North Cornwall Book Festival 2014: catch-up with all our coverage

We published lots of blogposts over the weekend: catch up with them all here

Interviews

Reports on talks, sessions and workshops

Personal responses and creative writing

My favourite book: festival-goers and authors share their favourite volume

Our brilliant festival team was: Jay Armstrong, Sarah Purnell, Annie Harrison, Anna Cathenka, Aysha Bryant, Shannan Sterne, Sarah Cave, Emma Gibbs, Paige Davis and David Brady. Thanks also to Sorrel Watson for her interview.

Victoria Field Workshop: The Poetry Cure

By Annie Harrison

I’m sitting in the cosy Stone Barn at St Endellion on Saturday afternoon, out of the October winds, awaiting the start of Victoria Field’s poetry therapy workshop. St Endellion is a little way from the main site for North Cornwall Book Festival at Trebetherick, and surrounded by open fields, which seems quite fitting considering the subject of this session with Victoria Field. Like most of my fellow workshoppers, I have never formally considered poetry therapy before. Now, we’re here to experience it for ourselves.

Victoria Field qualified as a Poetry Therapist in 2005 with the International Federation of Biblio-Poetry Therapy, a group educating people about biblio and poetry therapy, as well as training prospective therapists all over the world. Poetry therapy offers people a way, through writing, to: “heal the past, live the present, and create the future.”

There are about nine of us in the Stone Barn, sitting around two wooden tables pushed together, and for almost three hours we write. We write until our pens ran dry and the pages are full. Field gives us prompts and time restraints: write an acrostic poem, write about “here, now”, write starting with the word “look” and so on. We write about life, the weather, cooking, anything that pops into our heads soon hits the page.

As well as giving us prompts, Field also provides us with props in the form of plants picked and found. We are asked to write addressing our pieces of plants as “you”. Granted this may sound a bit out there, but it leads you to places you can’t predict. Here is some of what I wrote addressing my plant:

You remind me of the stories my Dad used to read to me when I was younger. Stories from Enid Blyton’s Tales of Green Hedges, all about pixies and garden creatures. How the fairies used dandelion seeds, like the ones stuck in your stems, to float away in the breeze.  

For me it certainly acted as a release, and allowed me to gain a new perspective on the subjects I’d written about during the session. As Field told us, writing in this way externalises what’s in your head, clearing out the space for new thoughts and new feelings.

You can find out more about Victoria Field and poetry therapy at http://poetrytherapynews.com

The fiction of Murray and Haig

Tiffany Murray and Matt Haig
Tiffany Murray and Matt Haig onstage. Picture: Annie Harrison

By Annie Harrison

What happens when you give two authors an hour to sit on stage in big armchairs and talk?
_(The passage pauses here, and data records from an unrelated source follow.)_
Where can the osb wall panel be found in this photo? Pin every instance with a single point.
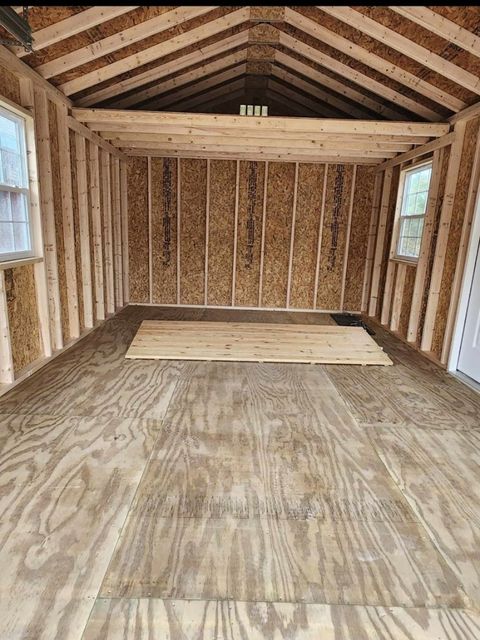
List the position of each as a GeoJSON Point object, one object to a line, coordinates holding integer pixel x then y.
{"type": "Point", "coordinates": [57, 203]}
{"type": "Point", "coordinates": [138, 241]}
{"type": "Point", "coordinates": [455, 232]}
{"type": "Point", "coordinates": [278, 222]}
{"type": "Point", "coordinates": [334, 236]}
{"type": "Point", "coordinates": [250, 213]}
{"type": "Point", "coordinates": [193, 201]}
{"type": "Point", "coordinates": [221, 231]}
{"type": "Point", "coordinates": [357, 251]}
{"type": "Point", "coordinates": [307, 219]}
{"type": "Point", "coordinates": [22, 316]}
{"type": "Point", "coordinates": [76, 226]}
{"type": "Point", "coordinates": [164, 229]}
{"type": "Point", "coordinates": [9, 85]}
{"type": "Point", "coordinates": [407, 300]}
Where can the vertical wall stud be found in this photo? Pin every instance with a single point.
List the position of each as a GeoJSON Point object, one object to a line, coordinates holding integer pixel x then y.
{"type": "Point", "coordinates": [6, 361]}
{"type": "Point", "coordinates": [124, 221]}
{"type": "Point", "coordinates": [97, 230]}
{"type": "Point", "coordinates": [442, 238]}
{"type": "Point", "coordinates": [292, 234]}
{"type": "Point", "coordinates": [262, 242]}
{"type": "Point", "coordinates": [48, 216]}
{"type": "Point", "coordinates": [319, 237]}
{"type": "Point", "coordinates": [347, 242]}
{"type": "Point", "coordinates": [67, 219]}
{"type": "Point", "coordinates": [235, 232]}
{"type": "Point", "coordinates": [84, 229]}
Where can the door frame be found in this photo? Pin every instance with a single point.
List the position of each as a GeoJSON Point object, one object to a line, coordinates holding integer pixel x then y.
{"type": "Point", "coordinates": [467, 281]}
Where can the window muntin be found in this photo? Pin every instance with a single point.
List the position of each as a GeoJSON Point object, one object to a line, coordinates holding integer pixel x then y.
{"type": "Point", "coordinates": [15, 229]}
{"type": "Point", "coordinates": [412, 211]}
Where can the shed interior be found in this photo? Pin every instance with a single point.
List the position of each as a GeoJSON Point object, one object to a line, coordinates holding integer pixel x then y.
{"type": "Point", "coordinates": [175, 499]}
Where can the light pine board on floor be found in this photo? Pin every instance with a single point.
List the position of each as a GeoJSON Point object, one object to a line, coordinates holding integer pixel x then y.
{"type": "Point", "coordinates": [248, 442]}
{"type": "Point", "coordinates": [266, 461]}
{"type": "Point", "coordinates": [255, 342]}
{"type": "Point", "coordinates": [203, 620]}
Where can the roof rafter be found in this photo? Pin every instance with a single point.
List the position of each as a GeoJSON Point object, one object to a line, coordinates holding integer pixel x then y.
{"type": "Point", "coordinates": [122, 39]}
{"type": "Point", "coordinates": [385, 67]}
{"type": "Point", "coordinates": [71, 26]}
{"type": "Point", "coordinates": [157, 51]}
{"type": "Point", "coordinates": [405, 46]}
{"type": "Point", "coordinates": [442, 27]}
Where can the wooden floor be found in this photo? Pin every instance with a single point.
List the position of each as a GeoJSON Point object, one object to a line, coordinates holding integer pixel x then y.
{"type": "Point", "coordinates": [194, 500]}
{"type": "Point", "coordinates": [254, 342]}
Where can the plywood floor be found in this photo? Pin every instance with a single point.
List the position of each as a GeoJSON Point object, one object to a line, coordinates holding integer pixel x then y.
{"type": "Point", "coordinates": [255, 342]}
{"type": "Point", "coordinates": [194, 500]}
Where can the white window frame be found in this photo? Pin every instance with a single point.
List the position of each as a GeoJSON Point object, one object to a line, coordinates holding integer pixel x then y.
{"type": "Point", "coordinates": [394, 255]}
{"type": "Point", "coordinates": [25, 120]}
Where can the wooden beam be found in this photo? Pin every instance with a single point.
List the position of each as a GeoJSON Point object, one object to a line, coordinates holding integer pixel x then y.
{"type": "Point", "coordinates": [442, 237]}
{"type": "Point", "coordinates": [10, 61]}
{"type": "Point", "coordinates": [179, 80]}
{"type": "Point", "coordinates": [93, 137]}
{"type": "Point", "coordinates": [165, 102]}
{"type": "Point", "coordinates": [159, 72]}
{"type": "Point", "coordinates": [176, 43]}
{"type": "Point", "coordinates": [124, 219]}
{"type": "Point", "coordinates": [462, 252]}
{"type": "Point", "coordinates": [71, 26]}
{"type": "Point", "coordinates": [466, 114]}
{"type": "Point", "coordinates": [84, 229]}
{"type": "Point", "coordinates": [120, 139]}
{"type": "Point", "coordinates": [443, 27]}
{"type": "Point", "coordinates": [405, 46]}
{"type": "Point", "coordinates": [7, 374]}
{"type": "Point", "coordinates": [380, 244]}
{"type": "Point", "coordinates": [321, 80]}
{"type": "Point", "coordinates": [425, 247]}
{"type": "Point", "coordinates": [48, 215]}
{"type": "Point", "coordinates": [107, 231]}
{"type": "Point", "coordinates": [120, 39]}
{"type": "Point", "coordinates": [67, 220]}
{"type": "Point", "coordinates": [96, 230]}
{"type": "Point", "coordinates": [444, 141]}
{"type": "Point", "coordinates": [270, 124]}
{"type": "Point", "coordinates": [378, 63]}
{"type": "Point", "coordinates": [117, 232]}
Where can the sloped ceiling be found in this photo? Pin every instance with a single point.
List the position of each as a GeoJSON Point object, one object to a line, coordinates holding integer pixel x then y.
{"type": "Point", "coordinates": [393, 63]}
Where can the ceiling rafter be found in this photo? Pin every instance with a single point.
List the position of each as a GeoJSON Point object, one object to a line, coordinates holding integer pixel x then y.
{"type": "Point", "coordinates": [442, 27]}
{"type": "Point", "coordinates": [372, 60]}
{"type": "Point", "coordinates": [159, 72]}
{"type": "Point", "coordinates": [144, 56]}
{"type": "Point", "coordinates": [404, 45]}
{"type": "Point", "coordinates": [71, 26]}
{"type": "Point", "coordinates": [122, 39]}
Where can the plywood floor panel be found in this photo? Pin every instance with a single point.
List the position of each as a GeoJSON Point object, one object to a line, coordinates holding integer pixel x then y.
{"type": "Point", "coordinates": [255, 480]}
{"type": "Point", "coordinates": [156, 619]}
{"type": "Point", "coordinates": [254, 342]}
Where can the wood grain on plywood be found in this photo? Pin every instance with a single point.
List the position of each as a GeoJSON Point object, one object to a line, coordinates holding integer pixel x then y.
{"type": "Point", "coordinates": [247, 342]}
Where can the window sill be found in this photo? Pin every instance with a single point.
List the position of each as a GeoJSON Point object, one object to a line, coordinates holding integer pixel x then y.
{"type": "Point", "coordinates": [410, 262]}
{"type": "Point", "coordinates": [21, 262]}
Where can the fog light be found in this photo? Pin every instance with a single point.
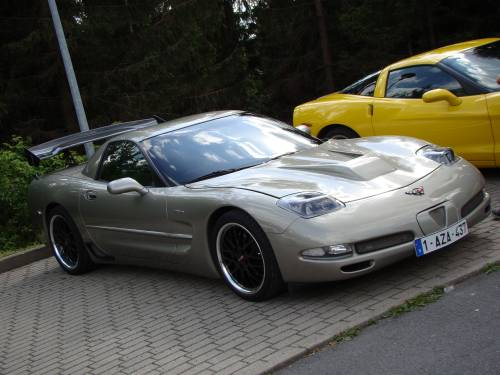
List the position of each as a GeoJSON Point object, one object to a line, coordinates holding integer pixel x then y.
{"type": "Point", "coordinates": [328, 251]}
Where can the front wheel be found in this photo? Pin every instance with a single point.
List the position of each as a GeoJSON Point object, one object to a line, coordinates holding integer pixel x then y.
{"type": "Point", "coordinates": [245, 257]}
{"type": "Point", "coordinates": [66, 243]}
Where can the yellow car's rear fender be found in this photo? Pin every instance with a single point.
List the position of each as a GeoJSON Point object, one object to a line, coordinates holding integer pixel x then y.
{"type": "Point", "coordinates": [351, 111]}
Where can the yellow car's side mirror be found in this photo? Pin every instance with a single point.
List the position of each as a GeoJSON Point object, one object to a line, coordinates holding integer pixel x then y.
{"type": "Point", "coordinates": [437, 95]}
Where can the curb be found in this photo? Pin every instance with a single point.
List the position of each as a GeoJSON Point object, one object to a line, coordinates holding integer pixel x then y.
{"type": "Point", "coordinates": [322, 343]}
{"type": "Point", "coordinates": [23, 258]}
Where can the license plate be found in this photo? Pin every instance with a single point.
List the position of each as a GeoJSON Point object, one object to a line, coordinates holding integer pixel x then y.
{"type": "Point", "coordinates": [438, 240]}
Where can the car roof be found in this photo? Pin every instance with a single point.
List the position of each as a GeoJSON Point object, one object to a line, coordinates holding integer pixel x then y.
{"type": "Point", "coordinates": [436, 55]}
{"type": "Point", "coordinates": [169, 126]}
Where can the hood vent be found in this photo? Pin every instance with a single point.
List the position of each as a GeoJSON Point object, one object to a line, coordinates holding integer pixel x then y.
{"type": "Point", "coordinates": [345, 156]}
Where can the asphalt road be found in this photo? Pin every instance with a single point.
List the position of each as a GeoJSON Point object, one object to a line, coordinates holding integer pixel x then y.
{"type": "Point", "coordinates": [459, 334]}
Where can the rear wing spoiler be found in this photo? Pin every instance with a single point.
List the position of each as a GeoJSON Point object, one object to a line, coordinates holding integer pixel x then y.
{"type": "Point", "coordinates": [52, 148]}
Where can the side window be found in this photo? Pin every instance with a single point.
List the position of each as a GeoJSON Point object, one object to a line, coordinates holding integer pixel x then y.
{"type": "Point", "coordinates": [368, 90]}
{"type": "Point", "coordinates": [125, 159]}
{"type": "Point", "coordinates": [363, 87]}
{"type": "Point", "coordinates": [413, 82]}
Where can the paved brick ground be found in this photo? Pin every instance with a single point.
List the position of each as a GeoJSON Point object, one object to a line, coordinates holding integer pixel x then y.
{"type": "Point", "coordinates": [133, 320]}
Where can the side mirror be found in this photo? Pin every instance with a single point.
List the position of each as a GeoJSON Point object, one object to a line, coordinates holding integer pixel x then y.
{"type": "Point", "coordinates": [126, 185]}
{"type": "Point", "coordinates": [441, 94]}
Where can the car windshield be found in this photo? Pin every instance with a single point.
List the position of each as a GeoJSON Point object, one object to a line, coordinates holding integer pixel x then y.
{"type": "Point", "coordinates": [481, 64]}
{"type": "Point", "coordinates": [223, 146]}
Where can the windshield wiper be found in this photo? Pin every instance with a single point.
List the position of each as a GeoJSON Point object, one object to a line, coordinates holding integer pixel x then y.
{"type": "Point", "coordinates": [218, 173]}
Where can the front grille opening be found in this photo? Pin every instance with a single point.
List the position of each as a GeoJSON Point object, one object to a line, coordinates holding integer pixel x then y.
{"type": "Point", "coordinates": [472, 204]}
{"type": "Point", "coordinates": [383, 242]}
{"type": "Point", "coordinates": [357, 266]}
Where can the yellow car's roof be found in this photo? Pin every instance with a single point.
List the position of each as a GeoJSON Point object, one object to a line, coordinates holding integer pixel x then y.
{"type": "Point", "coordinates": [434, 56]}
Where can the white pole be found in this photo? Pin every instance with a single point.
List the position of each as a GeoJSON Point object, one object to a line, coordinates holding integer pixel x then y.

Firstly they rearrange the furniture! And secondly, in Patrick Gale’s words, it gives the audience a chance to “eavesdrop” on an uncensored, unscripted chat that leads them right into the depths of human nature.

Tiffany Murray and Matt Haig read from their books, chatted about childhood, life and writing. Reading from Diamond Star Halo, Tiffany Murray recalled her childhood growing up by a record studio used by Queen which fed into her story of rockstars and romance. Matt Haig read his new novel, The Humans, about a Cambridge mathematics professor who was not all as human as he seems; delving into the elements of what it is to be a human in this world through the eyes of aliens.

So that’s what happens when you let authors talk for an hour, and eventually someone has to stop them!

Good Morning, Book Lovers!

SWJ Falmouth students at North Cornwall Book Festival
SWJ Falmouth students at North Cornwall Book Festival: Aysha Bryant, Sarah Purnell, Anna Cathenka, Jay Armstrong and Annie Harrison (L-R)

By Aysha Bryant

It’s 10.30am and we’ve arrived in the beautiful location of Trebetherick on the North coast of Cornwall.

Our team, made up of Jay, Anna, Annie, Sarah, Vicky and myself have been up bright and early on this mild autumn morning ready for a full day of writing ahead.

We’re ready and raring to go to give you a live stream through out the weekend of what’s happening at the North Cornwall Book festival this year. If you couldn’t make it this year, or just curious to what the festival is about then keep an eye our for reviews, live tweets and much more to get a taste of what’s going on.

Today entails many activities such as talks with Jill Murphy and Horatio Clare to workshops practising traditional crafts, and walks around the idyllic surroundings we’ll be in.